- Sarhari Location within Sindh Sarhari Location within Pakistan
- Country: Pakistan
- Province: Sindh
- Division: Shaheed Benazir Abad
- District: Sanghar
- Tehsil: Shahdadpur

Government
- • Type: Town Committee

Population (2022)
- • City: 128,958
- Time zone: UTC+5 (PKT)
- Postal code: 68010

= Sarhari =

Pakistani town

Sarhari (سرھاڙي) is a small town of tehsil Shahdadpur, Sanghar District, Sindh province, Pakistan. It is on the main railway Line. It is known for its large exports of bananas.
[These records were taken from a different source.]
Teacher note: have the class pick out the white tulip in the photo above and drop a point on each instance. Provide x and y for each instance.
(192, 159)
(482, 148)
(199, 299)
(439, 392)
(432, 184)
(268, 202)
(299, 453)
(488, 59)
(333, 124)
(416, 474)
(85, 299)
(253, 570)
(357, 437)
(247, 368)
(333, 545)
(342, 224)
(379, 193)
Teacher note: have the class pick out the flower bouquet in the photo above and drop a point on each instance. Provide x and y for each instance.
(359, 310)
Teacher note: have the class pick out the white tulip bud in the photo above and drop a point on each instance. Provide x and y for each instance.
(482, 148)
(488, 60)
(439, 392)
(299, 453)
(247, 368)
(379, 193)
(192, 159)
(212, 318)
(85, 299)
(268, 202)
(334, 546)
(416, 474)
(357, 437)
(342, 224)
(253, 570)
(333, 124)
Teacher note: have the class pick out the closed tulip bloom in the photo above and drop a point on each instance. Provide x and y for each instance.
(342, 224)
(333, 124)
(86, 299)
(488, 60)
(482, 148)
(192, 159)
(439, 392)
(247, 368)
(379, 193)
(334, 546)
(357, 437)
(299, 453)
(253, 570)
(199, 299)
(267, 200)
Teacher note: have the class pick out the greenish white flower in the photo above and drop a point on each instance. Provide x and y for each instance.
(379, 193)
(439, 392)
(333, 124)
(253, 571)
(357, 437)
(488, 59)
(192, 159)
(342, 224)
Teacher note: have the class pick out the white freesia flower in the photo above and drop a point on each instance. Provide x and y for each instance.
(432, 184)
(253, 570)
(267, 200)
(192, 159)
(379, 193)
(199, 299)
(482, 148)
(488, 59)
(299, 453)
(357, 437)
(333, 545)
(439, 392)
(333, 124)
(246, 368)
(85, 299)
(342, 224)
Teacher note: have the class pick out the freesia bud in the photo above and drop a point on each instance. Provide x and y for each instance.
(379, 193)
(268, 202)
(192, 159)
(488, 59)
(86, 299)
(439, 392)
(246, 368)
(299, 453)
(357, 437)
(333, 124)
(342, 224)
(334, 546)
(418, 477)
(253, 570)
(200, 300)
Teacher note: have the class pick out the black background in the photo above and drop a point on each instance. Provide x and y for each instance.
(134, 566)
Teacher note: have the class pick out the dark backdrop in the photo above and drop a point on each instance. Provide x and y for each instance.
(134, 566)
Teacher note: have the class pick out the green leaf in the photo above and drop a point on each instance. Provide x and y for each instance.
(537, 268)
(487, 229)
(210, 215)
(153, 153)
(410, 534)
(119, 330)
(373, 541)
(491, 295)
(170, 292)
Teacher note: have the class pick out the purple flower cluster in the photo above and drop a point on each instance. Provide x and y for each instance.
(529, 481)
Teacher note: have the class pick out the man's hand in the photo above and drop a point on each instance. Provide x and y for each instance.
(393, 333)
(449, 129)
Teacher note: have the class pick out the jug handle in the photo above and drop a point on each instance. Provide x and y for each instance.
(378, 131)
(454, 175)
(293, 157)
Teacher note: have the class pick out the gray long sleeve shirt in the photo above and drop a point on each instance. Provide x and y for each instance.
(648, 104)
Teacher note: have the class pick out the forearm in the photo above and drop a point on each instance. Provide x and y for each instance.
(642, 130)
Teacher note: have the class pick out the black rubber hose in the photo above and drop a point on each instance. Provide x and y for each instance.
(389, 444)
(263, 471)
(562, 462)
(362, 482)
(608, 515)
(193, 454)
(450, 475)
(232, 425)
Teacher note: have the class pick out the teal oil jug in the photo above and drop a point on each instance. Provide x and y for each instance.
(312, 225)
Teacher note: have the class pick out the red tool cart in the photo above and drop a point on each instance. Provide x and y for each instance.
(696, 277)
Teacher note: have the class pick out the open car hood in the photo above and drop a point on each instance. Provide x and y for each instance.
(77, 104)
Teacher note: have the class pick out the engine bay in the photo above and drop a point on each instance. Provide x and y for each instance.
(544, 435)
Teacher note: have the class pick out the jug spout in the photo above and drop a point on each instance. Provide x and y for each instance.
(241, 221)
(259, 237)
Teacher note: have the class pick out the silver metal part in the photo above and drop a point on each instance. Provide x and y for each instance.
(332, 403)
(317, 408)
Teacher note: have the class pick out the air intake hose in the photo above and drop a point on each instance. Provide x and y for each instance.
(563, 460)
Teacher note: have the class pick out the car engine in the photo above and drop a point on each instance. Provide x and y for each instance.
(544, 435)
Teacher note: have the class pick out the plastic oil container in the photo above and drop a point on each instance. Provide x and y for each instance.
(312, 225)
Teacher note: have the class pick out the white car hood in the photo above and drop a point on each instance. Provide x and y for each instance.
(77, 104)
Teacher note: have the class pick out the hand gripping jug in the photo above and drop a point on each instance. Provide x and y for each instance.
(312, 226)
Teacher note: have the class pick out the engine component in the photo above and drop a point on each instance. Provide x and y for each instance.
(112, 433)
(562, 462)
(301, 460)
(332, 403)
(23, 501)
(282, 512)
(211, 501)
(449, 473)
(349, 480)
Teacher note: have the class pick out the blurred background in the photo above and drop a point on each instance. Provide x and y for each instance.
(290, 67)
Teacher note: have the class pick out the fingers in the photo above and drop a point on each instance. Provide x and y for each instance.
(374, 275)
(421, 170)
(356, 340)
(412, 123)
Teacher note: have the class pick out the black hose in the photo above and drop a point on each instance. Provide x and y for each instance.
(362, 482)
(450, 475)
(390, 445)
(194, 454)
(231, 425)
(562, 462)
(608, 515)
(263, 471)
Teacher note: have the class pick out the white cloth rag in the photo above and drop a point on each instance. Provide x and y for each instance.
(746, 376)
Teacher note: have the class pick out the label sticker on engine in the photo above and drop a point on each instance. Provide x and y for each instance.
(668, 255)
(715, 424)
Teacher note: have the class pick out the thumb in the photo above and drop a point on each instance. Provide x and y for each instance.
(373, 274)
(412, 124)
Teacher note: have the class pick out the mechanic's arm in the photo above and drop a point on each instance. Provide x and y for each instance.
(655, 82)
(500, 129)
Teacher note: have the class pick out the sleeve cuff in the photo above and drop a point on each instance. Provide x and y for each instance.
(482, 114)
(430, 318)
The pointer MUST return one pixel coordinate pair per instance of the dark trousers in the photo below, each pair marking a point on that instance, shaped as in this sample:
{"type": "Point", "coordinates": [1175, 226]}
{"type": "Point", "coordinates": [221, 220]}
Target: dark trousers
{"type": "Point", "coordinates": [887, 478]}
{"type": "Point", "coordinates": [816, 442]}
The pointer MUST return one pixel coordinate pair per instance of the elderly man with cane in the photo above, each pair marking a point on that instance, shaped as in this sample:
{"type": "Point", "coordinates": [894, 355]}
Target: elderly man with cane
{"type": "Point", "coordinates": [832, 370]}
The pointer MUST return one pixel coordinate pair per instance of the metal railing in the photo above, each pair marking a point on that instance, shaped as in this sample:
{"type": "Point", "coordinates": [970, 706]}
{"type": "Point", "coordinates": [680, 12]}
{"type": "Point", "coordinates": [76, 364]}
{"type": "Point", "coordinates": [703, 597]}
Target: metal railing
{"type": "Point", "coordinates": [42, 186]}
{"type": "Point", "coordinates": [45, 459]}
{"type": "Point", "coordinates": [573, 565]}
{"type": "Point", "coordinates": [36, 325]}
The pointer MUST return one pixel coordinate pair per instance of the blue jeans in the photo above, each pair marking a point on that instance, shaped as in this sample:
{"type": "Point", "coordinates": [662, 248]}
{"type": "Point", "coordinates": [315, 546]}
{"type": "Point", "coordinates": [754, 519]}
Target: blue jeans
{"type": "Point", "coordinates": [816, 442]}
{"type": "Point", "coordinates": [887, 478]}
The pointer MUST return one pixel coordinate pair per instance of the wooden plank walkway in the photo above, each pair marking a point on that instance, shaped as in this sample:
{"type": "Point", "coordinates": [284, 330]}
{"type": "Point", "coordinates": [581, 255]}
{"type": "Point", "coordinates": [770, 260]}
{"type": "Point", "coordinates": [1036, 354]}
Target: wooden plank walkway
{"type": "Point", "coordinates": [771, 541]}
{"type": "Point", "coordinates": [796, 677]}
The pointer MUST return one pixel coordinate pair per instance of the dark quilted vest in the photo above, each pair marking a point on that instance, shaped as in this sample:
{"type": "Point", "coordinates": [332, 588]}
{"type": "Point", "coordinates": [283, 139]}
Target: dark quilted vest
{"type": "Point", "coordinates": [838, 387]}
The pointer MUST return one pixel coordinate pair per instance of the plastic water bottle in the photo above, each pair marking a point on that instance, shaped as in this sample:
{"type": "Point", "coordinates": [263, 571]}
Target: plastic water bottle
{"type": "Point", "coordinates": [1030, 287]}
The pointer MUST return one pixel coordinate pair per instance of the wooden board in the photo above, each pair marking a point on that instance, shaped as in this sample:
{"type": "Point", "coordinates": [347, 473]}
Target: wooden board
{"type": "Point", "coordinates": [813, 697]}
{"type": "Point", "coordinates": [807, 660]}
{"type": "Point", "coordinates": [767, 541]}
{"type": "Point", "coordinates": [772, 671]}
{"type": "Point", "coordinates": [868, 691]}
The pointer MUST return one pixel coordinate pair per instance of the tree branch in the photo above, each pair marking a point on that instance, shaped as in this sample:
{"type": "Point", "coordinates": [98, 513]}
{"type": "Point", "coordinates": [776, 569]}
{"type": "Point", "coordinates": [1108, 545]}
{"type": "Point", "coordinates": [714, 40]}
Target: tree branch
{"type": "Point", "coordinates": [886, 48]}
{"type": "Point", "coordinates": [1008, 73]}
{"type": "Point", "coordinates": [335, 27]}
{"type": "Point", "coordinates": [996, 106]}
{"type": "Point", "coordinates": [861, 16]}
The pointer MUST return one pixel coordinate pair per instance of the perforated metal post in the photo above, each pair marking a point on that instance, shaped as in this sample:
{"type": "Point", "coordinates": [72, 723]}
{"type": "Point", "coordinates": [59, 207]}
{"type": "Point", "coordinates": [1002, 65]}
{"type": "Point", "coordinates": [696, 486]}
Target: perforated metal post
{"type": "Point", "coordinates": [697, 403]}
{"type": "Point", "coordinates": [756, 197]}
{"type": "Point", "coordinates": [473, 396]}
Sarhari is linked with Shahdadpur, New Saeedabad of Matiari District, and Sakrand of Shaheed Benazirabad District by road. It is also connected with Nawabshah by road. Nawabshah, the fifth largest city of Sindh, is 20 km from Sarhari.

Sarhari is a business town, with a for market of clothes, sweet desserts and fruits.

There is a Rural Health Centre Sarhari and a Government Higher Secondary School Sarhari

Sarhari has a town committee. There are 5 dehs in Sarhari TC: Bero Zardari, Gul Muhammad Leghari, Mano Jamali, Muva Chhora, and Paboro.

It is an agricultural town that produces a variety of cotton and wheat.
It is also called the Hand made Mountain City, because there are big mountains of wheat straw around the city.